Orbital characteristics
- Epoch 31 July 2016 (JD 2457600.5)
- Uncertainty parameter 0
- Observation arc: 122.08 yr (44590 d)
- Aphelion: 3.38983 AU (507.111 Gm)
- Perihelion: 2.40159 AU (359.273 Gm)
- Semi-major axis: 2.89571 AU (433.192 Gm)
- Eccentricity: 0.17064
- Orbital period (sidereal): 4.93 yr (1799.8 d)
- Mean anomaly: 66.7510°
- Mean motion: 0° 12^{m} 0.068^{s} / day
- Inclination: 20.2568°
- Longitude of ascending node: 166.886°
- Argument of perihelion: 219.478°

Physical characteristics
- Dimensions: 165.01±2.7 km 170.35 ± 8.40 km
- Mass: (8.14 ± 1.58) × 10^{18} kg
- Mean density: 3.14 ± 0.76 g/cm^{3}
- Synodic rotation period: 9.763 h (0.4068 d)
- Geometric albedo: 0.0692±0.002
- Spectral type: C
- Absolute magnitude (H): 7.43

= 386 Siegena =

Main-belt asteroid

386 Siegena is a very large main-belt asteroid.

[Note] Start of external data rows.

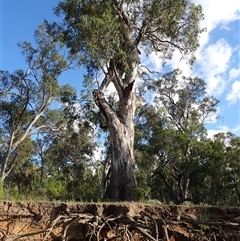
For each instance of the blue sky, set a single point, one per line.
(218, 58)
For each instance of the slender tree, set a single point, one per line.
(25, 97)
(109, 36)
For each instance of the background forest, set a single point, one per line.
(54, 145)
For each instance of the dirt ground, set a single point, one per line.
(116, 222)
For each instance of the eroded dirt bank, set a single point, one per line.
(116, 221)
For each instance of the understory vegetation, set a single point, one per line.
(58, 144)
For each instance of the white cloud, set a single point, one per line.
(217, 13)
(213, 62)
(234, 95)
(234, 73)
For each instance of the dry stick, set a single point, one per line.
(156, 226)
(17, 237)
(55, 222)
(66, 228)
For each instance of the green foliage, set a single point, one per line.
(2, 196)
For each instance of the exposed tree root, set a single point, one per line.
(115, 222)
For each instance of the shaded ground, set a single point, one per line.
(116, 222)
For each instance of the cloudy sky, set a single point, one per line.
(218, 58)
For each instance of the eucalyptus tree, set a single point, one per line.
(26, 97)
(108, 37)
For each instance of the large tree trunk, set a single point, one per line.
(121, 126)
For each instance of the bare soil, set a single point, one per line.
(116, 222)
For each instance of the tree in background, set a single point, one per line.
(172, 138)
(26, 97)
(109, 36)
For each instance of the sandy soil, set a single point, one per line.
(116, 222)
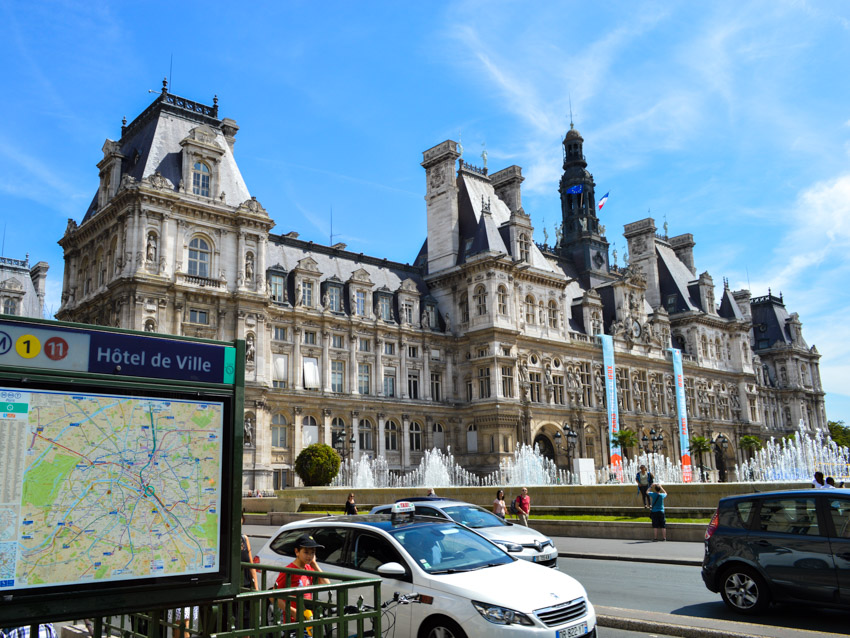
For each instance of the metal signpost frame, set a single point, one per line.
(62, 369)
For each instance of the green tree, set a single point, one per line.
(626, 439)
(750, 444)
(317, 464)
(839, 432)
(699, 446)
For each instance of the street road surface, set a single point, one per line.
(679, 590)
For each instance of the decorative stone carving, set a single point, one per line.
(159, 182)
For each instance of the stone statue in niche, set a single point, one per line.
(151, 249)
(249, 431)
(249, 266)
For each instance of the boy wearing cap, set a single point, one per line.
(305, 558)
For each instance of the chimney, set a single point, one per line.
(442, 206)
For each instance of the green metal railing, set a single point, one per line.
(260, 614)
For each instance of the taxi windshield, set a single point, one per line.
(449, 549)
(472, 516)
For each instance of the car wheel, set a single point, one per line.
(744, 591)
(440, 627)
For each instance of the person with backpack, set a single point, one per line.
(522, 503)
(656, 513)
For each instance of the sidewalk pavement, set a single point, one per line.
(668, 552)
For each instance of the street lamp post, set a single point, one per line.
(721, 444)
(656, 441)
(571, 437)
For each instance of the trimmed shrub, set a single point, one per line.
(317, 464)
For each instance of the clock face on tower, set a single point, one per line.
(635, 328)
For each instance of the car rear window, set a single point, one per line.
(789, 516)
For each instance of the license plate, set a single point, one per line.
(575, 630)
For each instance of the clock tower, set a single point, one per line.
(583, 237)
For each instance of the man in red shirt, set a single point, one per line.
(305, 558)
(524, 506)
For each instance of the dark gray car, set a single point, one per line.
(789, 546)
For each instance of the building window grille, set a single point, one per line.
(199, 258)
(201, 179)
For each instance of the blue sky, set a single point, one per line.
(731, 120)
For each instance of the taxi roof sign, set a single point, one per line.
(403, 507)
(402, 511)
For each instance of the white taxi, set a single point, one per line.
(469, 587)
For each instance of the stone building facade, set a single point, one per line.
(22, 287)
(486, 341)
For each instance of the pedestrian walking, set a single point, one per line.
(656, 513)
(499, 507)
(350, 506)
(644, 480)
(523, 503)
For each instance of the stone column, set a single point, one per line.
(426, 372)
(379, 367)
(326, 437)
(380, 444)
(297, 365)
(402, 365)
(405, 441)
(355, 430)
(352, 368)
(326, 362)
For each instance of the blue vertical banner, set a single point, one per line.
(682, 413)
(611, 397)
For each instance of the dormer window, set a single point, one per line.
(335, 298)
(307, 293)
(201, 179)
(385, 308)
(524, 247)
(199, 258)
(360, 302)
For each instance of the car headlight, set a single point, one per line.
(501, 615)
(510, 547)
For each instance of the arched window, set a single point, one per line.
(338, 441)
(524, 247)
(529, 310)
(201, 179)
(502, 297)
(278, 430)
(480, 300)
(199, 257)
(101, 268)
(364, 434)
(85, 275)
(415, 437)
(472, 439)
(391, 436)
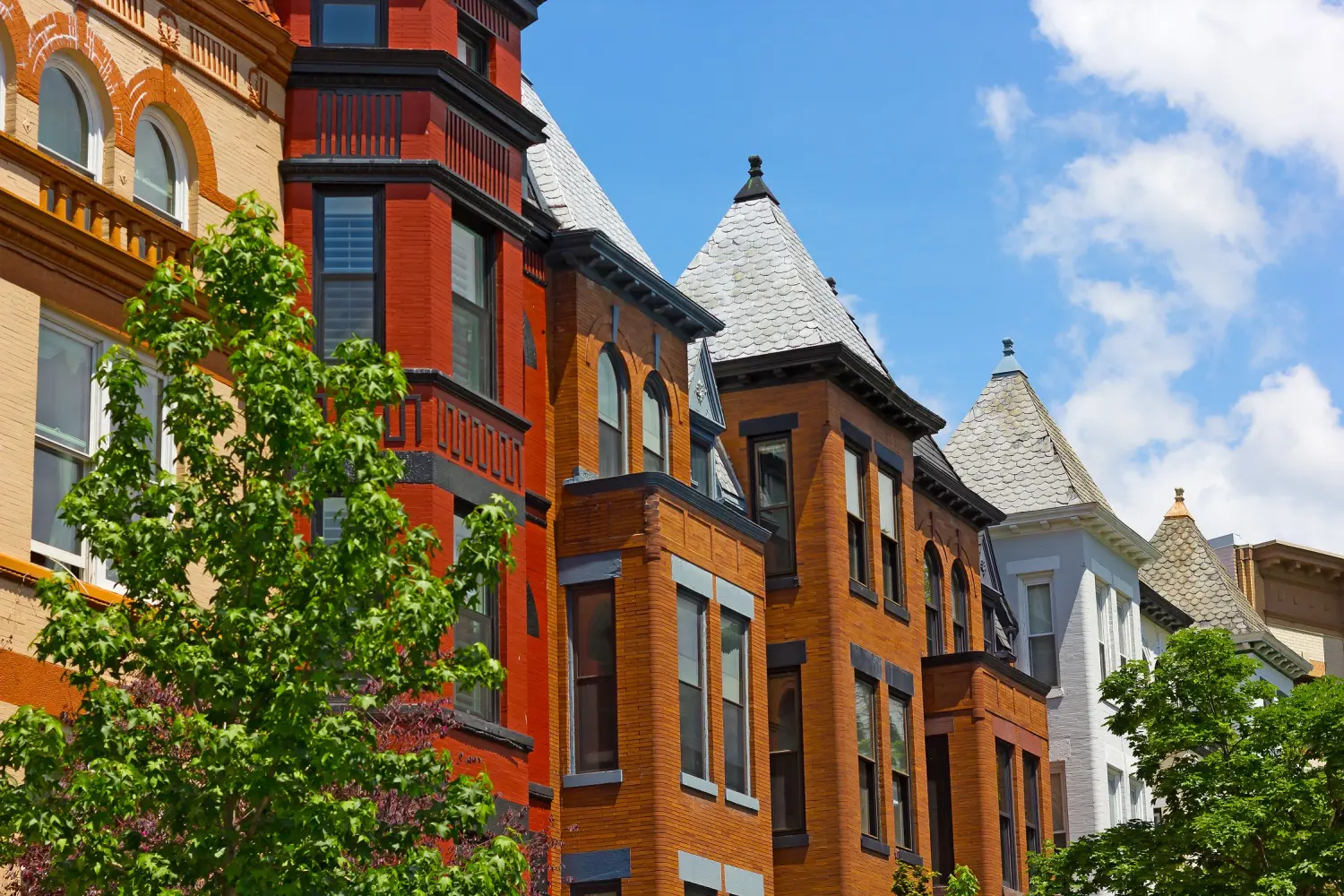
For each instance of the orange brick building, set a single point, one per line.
(749, 648)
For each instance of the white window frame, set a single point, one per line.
(93, 108)
(182, 183)
(1026, 583)
(99, 426)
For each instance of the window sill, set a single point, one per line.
(860, 590)
(492, 731)
(895, 610)
(742, 801)
(874, 845)
(591, 778)
(701, 785)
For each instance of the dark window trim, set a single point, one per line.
(483, 37)
(489, 271)
(787, 435)
(320, 194)
(381, 22)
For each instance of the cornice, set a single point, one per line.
(387, 171)
(418, 70)
(954, 495)
(593, 254)
(843, 367)
(1101, 522)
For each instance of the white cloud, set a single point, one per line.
(1268, 69)
(1161, 241)
(1004, 108)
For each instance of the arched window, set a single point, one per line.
(69, 121)
(960, 608)
(160, 167)
(933, 600)
(610, 414)
(655, 427)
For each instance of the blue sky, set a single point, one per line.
(1144, 194)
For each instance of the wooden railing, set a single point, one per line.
(74, 198)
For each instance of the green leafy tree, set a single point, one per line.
(280, 737)
(1253, 783)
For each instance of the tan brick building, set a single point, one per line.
(125, 128)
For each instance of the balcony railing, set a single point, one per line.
(75, 199)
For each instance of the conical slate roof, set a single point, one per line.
(1191, 575)
(758, 279)
(1010, 450)
(569, 190)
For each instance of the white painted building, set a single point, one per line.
(1070, 570)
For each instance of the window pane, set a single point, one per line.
(863, 694)
(62, 118)
(347, 312)
(53, 477)
(65, 389)
(333, 514)
(887, 504)
(349, 24)
(900, 723)
(468, 265)
(156, 182)
(854, 495)
(1039, 613)
(347, 234)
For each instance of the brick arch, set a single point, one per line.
(160, 86)
(16, 26)
(61, 31)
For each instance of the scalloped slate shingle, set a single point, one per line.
(567, 187)
(1010, 450)
(758, 279)
(1191, 576)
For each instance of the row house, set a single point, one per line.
(895, 737)
(1091, 592)
(125, 129)
(1297, 591)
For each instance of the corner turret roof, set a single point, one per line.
(1010, 449)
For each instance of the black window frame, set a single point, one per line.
(607, 589)
(470, 32)
(489, 274)
(379, 23)
(322, 277)
(902, 783)
(857, 528)
(623, 400)
(892, 562)
(960, 603)
(753, 446)
(868, 764)
(935, 641)
(792, 758)
(1007, 813)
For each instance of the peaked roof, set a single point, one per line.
(704, 390)
(569, 190)
(755, 274)
(1010, 449)
(1191, 575)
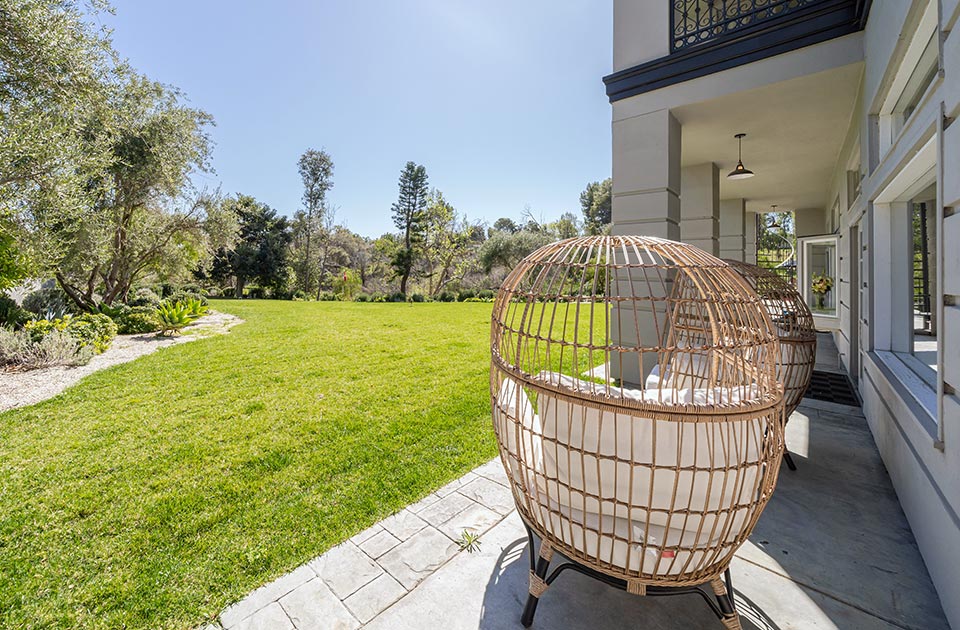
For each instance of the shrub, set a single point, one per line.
(50, 302)
(174, 316)
(95, 330)
(11, 314)
(138, 320)
(56, 348)
(196, 307)
(90, 330)
(183, 296)
(145, 297)
(347, 283)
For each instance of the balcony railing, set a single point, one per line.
(698, 21)
(708, 36)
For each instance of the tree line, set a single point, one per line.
(435, 249)
(97, 171)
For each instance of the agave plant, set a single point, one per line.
(196, 307)
(174, 316)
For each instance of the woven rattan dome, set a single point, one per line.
(636, 407)
(794, 326)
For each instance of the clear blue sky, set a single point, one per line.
(501, 100)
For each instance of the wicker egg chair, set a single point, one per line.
(794, 325)
(637, 413)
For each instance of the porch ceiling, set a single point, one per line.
(795, 131)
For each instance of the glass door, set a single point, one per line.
(819, 281)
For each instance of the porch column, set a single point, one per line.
(810, 221)
(700, 207)
(750, 238)
(646, 201)
(646, 175)
(733, 229)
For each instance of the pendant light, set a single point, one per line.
(740, 172)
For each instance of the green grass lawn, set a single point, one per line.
(155, 493)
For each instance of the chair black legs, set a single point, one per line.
(538, 574)
(789, 460)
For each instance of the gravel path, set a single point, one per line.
(20, 389)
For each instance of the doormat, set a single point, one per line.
(832, 387)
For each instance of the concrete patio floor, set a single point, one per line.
(832, 550)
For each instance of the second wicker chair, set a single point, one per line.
(638, 413)
(795, 328)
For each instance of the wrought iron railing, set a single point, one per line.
(698, 21)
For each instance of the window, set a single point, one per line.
(924, 273)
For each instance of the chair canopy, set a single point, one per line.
(794, 326)
(636, 405)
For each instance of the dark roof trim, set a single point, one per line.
(812, 25)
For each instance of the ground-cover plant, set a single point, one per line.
(93, 330)
(19, 349)
(155, 493)
(139, 320)
(196, 307)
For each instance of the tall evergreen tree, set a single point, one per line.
(261, 250)
(316, 170)
(596, 203)
(409, 215)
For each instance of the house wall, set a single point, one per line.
(916, 424)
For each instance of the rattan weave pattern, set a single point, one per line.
(794, 325)
(636, 405)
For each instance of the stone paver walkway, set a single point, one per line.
(832, 551)
(352, 583)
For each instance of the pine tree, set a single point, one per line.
(316, 170)
(409, 215)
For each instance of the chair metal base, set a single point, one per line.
(789, 460)
(721, 603)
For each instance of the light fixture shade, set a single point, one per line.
(741, 172)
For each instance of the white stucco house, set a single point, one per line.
(849, 109)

It is classified as a C-type asteroid and is probably composed of primitive carbonaceous material.

It was discovered by Max Wolf on March 1, 1894, in Heidelberg.

During 1999, the asteroid was observed occulting a star. The resulting chords provided a diameter estimate of 174 km.